В «Марии Стюарт» на первый план выдвигается нравственная проблематика. Мария и Елизавета Английская предстают не как носители политико-религиозных идей, а как нравственные антиподы: лживой и лицемерной Елизаветой, мудрой, но безнравственной правительнице, пекущейся о благе гос-ва, но одержимой властолюбием и завистью, противостоит страстная и грешная Мария, искренняя в своих прежних безудержных порывах, преступная и вершащая над собой строгий суд, смирившаяся перед неизбежной казнью, но не терпящая унижения своего человеческого достоинства. Путь очищения через страдания возвышает Марию над её торжествующей соперницей. В «Марии Стюарт» достигает предела строгость классицистской композиции: участь Марии предрешена с самого начала трагедии, лаконически развивающееся действие уже ничего не может изменить в её судьбе, какие бы попытки спасти её ни предпринимали её сторонники. Но перед зрителем раскрываются разные человеческие характеры, разные нравственные позиции, вырастающие из расстановки политических и религиозных акцентов.
В драме «Вильгельм Телль» Ш. обработал сюжет из старинной швейцарской хроники о стрелке Телле, герое народной легенды.
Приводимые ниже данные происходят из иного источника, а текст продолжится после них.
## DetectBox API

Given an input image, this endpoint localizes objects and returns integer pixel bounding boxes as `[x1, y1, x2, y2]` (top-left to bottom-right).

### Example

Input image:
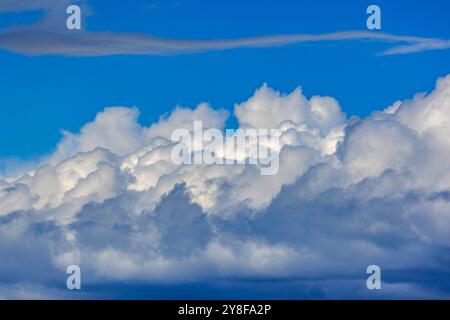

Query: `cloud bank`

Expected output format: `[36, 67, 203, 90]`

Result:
[0, 75, 450, 298]
[0, 0, 450, 57]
Восстание швейцарцев против австрийского гнета (13 век) возвращает нас к свободолюбивой тематике ранних драм Ш. Но здесь борьба за свободу показана как общенародное дело. В «Телле» нет того разделения на «героев» и «массу», которое так ясно было обозначено в «Валленштейне». Каждый из участников «клятвы на Рютли» - одновременно и индивидуальная личность, и выразитель народного протеста. Сам Телль – первоначально спокойный, сдержанный и даже сторонящийся участия в заговоре против австрийцев, постепенно вырастает в народного борца и мстителя жестокому австрийскому наместнику. Перелом в его душе происходит под влиянием чудовищного требования наместника Гесслера – выстрелить в яблоко на голове своего сына. Этот образ Ш., подводящий итог его «классическому периоду», свободен от преувеличенной патетики и неистовых страстей его первых драм, а также и от сосредоточенности на нравственном самоанализе, характерной для трагедий позднего периода. Последняя завершенная драма Ш., возникшая в пору напряженных политических событий, охвативших всю Европу, является своеобразным синтезом его ранних тираноборческих настроении и опыта историка, глубоко проникшего в природу больших общественных движений.